Once again for the record, here is the official result of the 2013 general election:
|Alternative for Germany:||4,7%|
|Seats in the Bundestag:|
|Christian Democrat block:||311|
|Social Democrats, Greens, Left:||319|
Germany is undergoing a shift to the left because the next Bundestag will seat only parties that pursue a more or less Social Democrat policy. The CDU bloc will enter into a coalition either with the SPD or with the Greens. This will further weaken the free-market liberal wing of the Christian Democrats, which lacks clout anyway. Add to this that the upper house, the Bundesrat, is also dominated by three left-leaning parties. As it is, they will have a majority in either house.
What we will see in the coming years is a coalition of Christian Democrats and Social Democrats or else of Christian Democrats and Greens that will implement a social-democratic agenda:
- More red tape
- More constraints on the free market
- More “social justice” (meaning redistribution of wealth)
- Higher taxes for “the rich” (contrary to what Angela Merkel promised)
- Rent control, imposing a rent cap on new leases
- Continuation and exacerbation of the irrational and dirigist energy policy.
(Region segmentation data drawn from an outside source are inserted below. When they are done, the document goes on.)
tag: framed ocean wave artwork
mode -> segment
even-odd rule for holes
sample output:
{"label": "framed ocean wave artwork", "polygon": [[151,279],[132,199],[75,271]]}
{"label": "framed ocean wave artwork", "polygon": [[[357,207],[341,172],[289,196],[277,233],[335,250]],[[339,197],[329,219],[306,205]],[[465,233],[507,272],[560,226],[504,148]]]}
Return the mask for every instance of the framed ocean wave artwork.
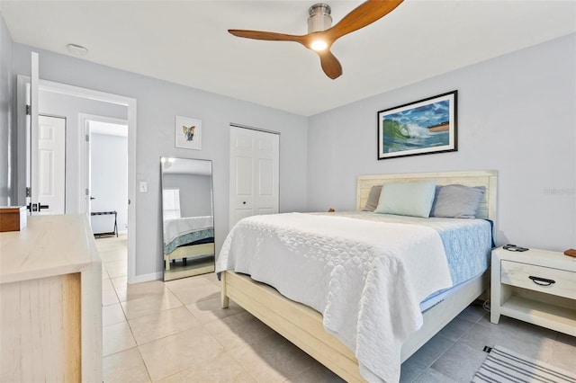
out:
{"label": "framed ocean wave artwork", "polygon": [[454,152],[458,91],[378,111],[378,159]]}

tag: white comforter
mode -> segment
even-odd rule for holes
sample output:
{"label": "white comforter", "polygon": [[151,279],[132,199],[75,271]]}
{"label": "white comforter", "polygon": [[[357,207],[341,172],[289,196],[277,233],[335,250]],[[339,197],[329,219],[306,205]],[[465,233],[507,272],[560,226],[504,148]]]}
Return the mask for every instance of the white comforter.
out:
{"label": "white comforter", "polygon": [[164,243],[169,244],[184,234],[212,228],[212,216],[166,219],[164,221]]}
{"label": "white comforter", "polygon": [[432,228],[300,213],[239,221],[216,263],[225,270],[322,313],[370,382],[399,380],[401,345],[422,325],[419,302],[452,286]]}

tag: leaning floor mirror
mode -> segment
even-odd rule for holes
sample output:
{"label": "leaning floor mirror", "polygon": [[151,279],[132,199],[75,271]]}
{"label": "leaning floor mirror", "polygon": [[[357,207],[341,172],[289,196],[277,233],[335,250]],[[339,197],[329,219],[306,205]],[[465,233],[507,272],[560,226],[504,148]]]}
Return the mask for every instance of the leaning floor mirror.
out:
{"label": "leaning floor mirror", "polygon": [[214,271],[212,163],[161,157],[164,281]]}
The new Government will sorely lack the corrective liberal element. Yet the Liberals have only themselves to blame. It kept none of the promises that had helped the party to win such a stunning success at the ballot box four years earlier. And they failed to represent a free-market position in European politics. Which is why many Liberals voted for the new party, Alternative for Germany. No other party, according to election researchers, lost as many votes (440,000) to the Alternative as the Liberals.
My hope is that this will cause Liberals to redefine their position, and that the Liberals will manage to find plausible leaders and to realign their agenda. It is a good thing that Rösler has stepped down – though it comes too late in the game. But it will be hard for the Liberals to reposition themselves now that they are no longer represented in Parliament. Plus, the party has a new competitor, the aforesaid Alternative for Germany.
Whether a coalition government of Christian Democrats and Social Democrats or Greens will last four years is doubtful. Sooner or later, the threat that a leftist alliance of Social Democrats, Greens, and the Left might seize power (because they already have a majority of 319 seats versus 311 Christian Democrat ones) will present itself. Midway through the parliamentary term, the Social Democrats or Greens could end the coalition with the Christian Democrats, and gang up with Gregor Gysi, who will do his utmost to modify his party’s foreign policy and security policy positions far enough to make them palatable to the Social Democrats.
Regardless of who will enter into a coalition with the Christian Democrats – whether it be the Social Democrats or the Greens: The junior partner will always be in position to blackmail the Christian Democrats with the tacit threat of ending the coalition and entering an alliance with the left. Let us recall: When the Greens made their first showing in the political arena, the incumbent Prime Minister of Hesse, Holger Börner, said such people should be “hit over the head with a board” and would never qualify for a coalition with his party, the Social Democrats. It was but a short while later that the Social Democrats formed a coalition government with the Greens in Hesse, the first in Germany. In the next stage, word from the Social Democrats had it that, while it is very well to enter into a coalition with the Greens on the state level, such a coalition would be ruled out on the federal level. Joschka Fischer then went and got the Greens in shape for a federal coalition government.
When the Left Party (formerly the governing party of East Germany and renaming itself after the German reunification) popped back onto the political stage, the Social Democrats ruled out any alliance with it, too. Soon enough, though, they abandoned this course and formed a government in Mecklenburg-Western Pomerania that was tolerated by the Left Party. This paved the way for entering into outright government coalitions between Social Democrats and Left Party in several German states in the next step. It is now being said – as was said previously about the Greens – that, while working together on the state level is okay, a collaboration on the federal level would never work. But four years down the road, and perhaps even sooner, the Social Democrats will renounce their position, and align themselves with the Left Party on the federal level, too.